# Server mit ThreadPool beenden



## tdc (7. Jan 2013)

Hi,
ich versuche grad ein kleines Server-Client-Programm zu schreiben. Hierfür verwende ich beim Server einen ThreadPool, damit evtl. mehrere Clients gleichzeitig mit dem Server interagieren können. Ist das okay, oder sollte man inzwischen lieber NIO verwenden?

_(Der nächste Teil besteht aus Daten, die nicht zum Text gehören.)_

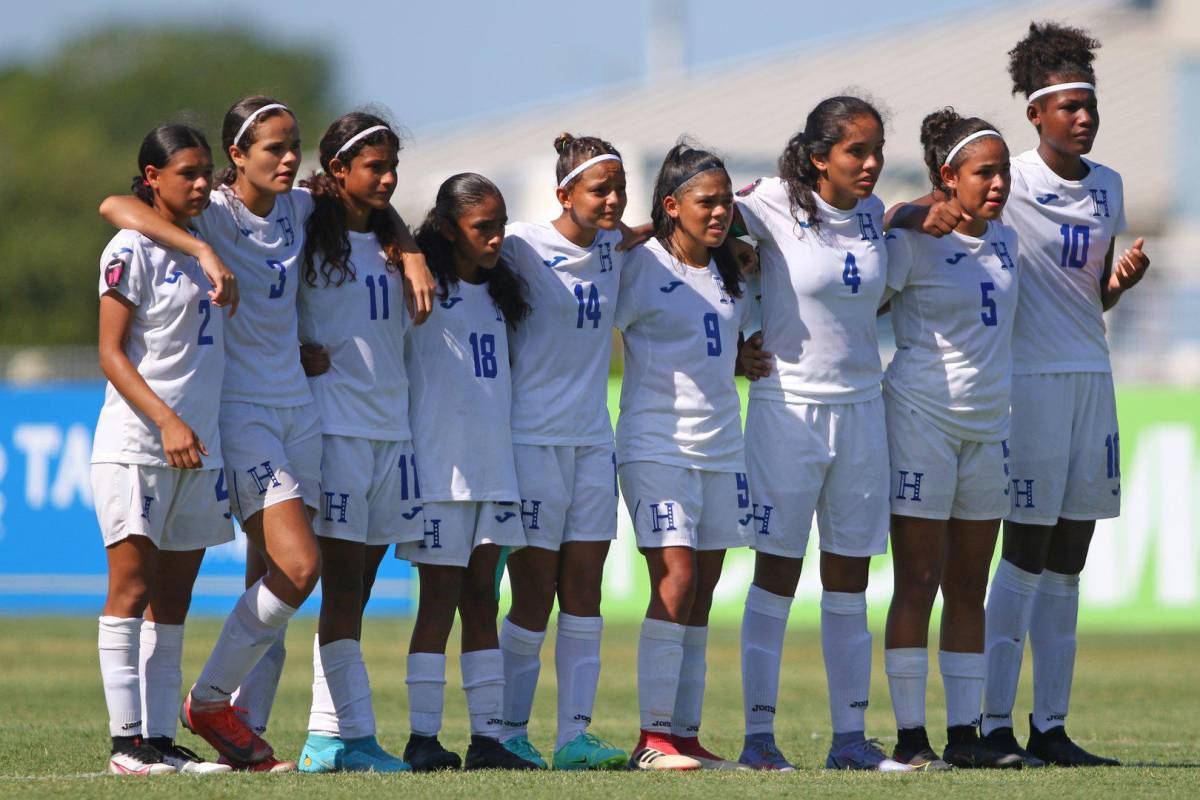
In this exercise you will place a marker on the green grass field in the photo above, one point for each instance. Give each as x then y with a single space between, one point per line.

Mit dem ThreadPool habe ich jedenfalls das Problem, dass irgendwas scheinbar nicht richtig beendet wird, bzw. im Hintergrund irgendein Thread weiterläuft. Wenn ich nur den Server starte und wieder beende ist alles okay. Wenn ich nur den Client starte bekomme ich "java.net.ConnectException: Connection refused", das ist aber auch richtig so und wenn ich ihn wieder beende scheint auch alles zu funktionieren. Wenn ich alledings erst den Server starte, dann den Client starte und wieder beende und dann auch den Server stoppe, wird in Eclipse das "Terminate"-Symbol rot angezeigt, was ja eigentlich nur der Fall ist, wenn das Programm noch läuft, es scheint also noch irgendwas im Hintergrund zu laufen - oder irre ich mich da?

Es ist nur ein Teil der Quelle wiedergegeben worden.